A Sandwell-based training organisation is performing above the national average according to government watchdog Ofsted.
BCTG (formally Black Country Training Group), in Taylors Lane, Oldbury, is one of the largest training consortia in England and provides apprenticeship training, workforce development and NVQs.
It currently has more than 4,500 learners on its programmes, which are delivered by more than 40 work-based training providers in Birmingham, the Black Country, the East Midlands, Liverpool and Wiltshire.
BCTG’s Good Ofsted grading, bucks the trend amongst recent inspections, where other college and training providers regionally and nationally have been found to be inadequate.
Ofsted inspectors found that learners achieve their qualifications very successfully and there are high levels of satisfaction amongst apprentices.
Inspectors found current learners are making good progress, develop self-confidence and good workplace skills, and learn to apply theory to the practice within their workplace very well. Learners are motivated, enjoy their programmes and feel safe.
And they noted BCTG’s programmes not only meet the needs of learners well but are also closely tied with regional priorities and meet the needs of employer very well.

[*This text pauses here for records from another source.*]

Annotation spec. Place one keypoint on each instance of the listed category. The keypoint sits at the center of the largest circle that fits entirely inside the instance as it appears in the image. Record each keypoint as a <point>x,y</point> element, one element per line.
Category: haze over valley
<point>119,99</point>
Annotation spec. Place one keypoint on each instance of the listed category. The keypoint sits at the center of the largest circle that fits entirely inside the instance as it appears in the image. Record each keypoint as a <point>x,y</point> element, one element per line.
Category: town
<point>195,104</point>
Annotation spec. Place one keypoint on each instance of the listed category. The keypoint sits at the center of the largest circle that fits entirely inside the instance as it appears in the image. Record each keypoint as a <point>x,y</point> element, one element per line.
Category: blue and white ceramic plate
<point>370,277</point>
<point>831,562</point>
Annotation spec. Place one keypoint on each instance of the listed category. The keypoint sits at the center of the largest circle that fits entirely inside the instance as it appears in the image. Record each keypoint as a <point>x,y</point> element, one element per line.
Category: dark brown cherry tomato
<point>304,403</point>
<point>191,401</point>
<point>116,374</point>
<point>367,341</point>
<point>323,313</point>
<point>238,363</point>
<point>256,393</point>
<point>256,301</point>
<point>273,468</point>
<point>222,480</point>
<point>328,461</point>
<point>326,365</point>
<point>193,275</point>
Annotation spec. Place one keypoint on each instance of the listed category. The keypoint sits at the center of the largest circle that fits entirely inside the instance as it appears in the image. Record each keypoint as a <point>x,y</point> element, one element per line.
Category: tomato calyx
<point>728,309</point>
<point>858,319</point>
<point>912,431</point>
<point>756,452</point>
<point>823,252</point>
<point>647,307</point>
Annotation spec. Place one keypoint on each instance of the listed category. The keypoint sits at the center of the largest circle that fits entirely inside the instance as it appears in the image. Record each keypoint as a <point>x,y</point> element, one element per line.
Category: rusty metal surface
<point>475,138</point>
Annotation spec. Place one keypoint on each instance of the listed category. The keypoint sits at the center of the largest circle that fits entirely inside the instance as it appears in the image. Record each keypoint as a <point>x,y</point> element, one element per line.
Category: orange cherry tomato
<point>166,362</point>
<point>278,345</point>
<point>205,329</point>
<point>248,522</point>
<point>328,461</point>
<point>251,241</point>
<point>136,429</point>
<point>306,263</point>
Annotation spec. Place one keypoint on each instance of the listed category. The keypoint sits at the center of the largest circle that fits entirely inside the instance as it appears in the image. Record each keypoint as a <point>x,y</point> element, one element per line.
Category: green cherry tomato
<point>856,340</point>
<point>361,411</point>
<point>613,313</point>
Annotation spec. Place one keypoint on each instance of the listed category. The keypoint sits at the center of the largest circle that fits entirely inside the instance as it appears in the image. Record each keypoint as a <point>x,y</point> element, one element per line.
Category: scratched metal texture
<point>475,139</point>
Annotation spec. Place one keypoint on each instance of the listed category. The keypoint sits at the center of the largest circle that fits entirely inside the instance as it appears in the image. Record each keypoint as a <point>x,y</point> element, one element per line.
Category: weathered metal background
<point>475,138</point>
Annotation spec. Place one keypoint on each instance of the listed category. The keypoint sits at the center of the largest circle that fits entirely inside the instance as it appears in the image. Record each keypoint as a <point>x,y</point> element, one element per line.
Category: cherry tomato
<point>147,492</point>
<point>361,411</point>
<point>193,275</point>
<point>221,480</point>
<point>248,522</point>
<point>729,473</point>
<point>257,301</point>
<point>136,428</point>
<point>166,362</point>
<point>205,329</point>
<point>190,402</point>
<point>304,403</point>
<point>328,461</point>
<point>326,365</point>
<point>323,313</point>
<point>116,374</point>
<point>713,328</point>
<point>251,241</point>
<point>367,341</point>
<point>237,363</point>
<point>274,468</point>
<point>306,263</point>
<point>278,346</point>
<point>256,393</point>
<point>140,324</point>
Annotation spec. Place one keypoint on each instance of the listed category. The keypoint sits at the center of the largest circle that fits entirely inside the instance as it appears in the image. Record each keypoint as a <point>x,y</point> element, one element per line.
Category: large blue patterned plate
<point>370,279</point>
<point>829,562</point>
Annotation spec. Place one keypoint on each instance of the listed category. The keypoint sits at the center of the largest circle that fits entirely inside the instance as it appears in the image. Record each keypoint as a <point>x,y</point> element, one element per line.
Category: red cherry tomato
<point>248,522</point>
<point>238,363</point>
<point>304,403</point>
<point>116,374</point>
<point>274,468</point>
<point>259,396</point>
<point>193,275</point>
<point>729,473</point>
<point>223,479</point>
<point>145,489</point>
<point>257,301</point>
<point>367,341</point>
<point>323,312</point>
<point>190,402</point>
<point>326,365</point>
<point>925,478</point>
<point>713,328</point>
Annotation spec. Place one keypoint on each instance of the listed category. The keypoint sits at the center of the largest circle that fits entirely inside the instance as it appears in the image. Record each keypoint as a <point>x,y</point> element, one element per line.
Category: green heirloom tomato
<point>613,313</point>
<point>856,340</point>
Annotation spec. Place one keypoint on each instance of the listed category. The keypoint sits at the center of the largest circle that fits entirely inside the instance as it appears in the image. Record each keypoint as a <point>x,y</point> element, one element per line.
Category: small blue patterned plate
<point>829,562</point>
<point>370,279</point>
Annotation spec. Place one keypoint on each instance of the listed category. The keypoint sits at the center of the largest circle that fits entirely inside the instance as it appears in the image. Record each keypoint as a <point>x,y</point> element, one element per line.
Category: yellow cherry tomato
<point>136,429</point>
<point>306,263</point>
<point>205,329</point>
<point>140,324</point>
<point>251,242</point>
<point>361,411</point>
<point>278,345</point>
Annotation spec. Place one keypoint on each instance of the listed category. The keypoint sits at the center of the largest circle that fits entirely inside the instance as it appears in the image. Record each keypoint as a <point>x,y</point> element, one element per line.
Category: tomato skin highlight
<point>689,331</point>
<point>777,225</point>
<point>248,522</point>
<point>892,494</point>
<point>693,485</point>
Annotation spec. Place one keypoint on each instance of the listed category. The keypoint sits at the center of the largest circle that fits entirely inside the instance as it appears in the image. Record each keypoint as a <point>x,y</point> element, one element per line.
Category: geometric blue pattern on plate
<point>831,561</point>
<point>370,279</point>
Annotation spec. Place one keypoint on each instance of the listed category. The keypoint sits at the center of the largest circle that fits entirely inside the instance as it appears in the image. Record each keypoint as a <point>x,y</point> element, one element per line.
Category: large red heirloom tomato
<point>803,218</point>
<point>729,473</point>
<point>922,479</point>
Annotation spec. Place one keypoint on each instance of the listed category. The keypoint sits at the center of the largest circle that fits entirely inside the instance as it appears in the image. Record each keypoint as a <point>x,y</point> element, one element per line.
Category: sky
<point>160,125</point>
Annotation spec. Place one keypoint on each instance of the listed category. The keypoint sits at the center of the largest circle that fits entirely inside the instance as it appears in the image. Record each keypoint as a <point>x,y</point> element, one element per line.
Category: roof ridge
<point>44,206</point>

The report notes that overall management is good, safeguarding arrangements are given high priority and equality and diversity are effectively promoted to all consortium members and partners.
It says: “An outstanding aspect of the good overall leadership and management is the leadership provided by the director and managers at BCTG. The consortium is very well managed with key performance indicators used well to deliver continuous quality improvements to meet local and national needs.”
Chris Luty, BCTG director, said: “We are very pleased with the Ofsted findings and the positive feedback both from learners and our training providers.
“It was particularly satisfying that the inspectors noted our provision ties in with regional priorities. We are very focused on meeting the needs both of employers in our region and ensuring our learners have the right skills to benefit the regional economy both now and in the longer term.”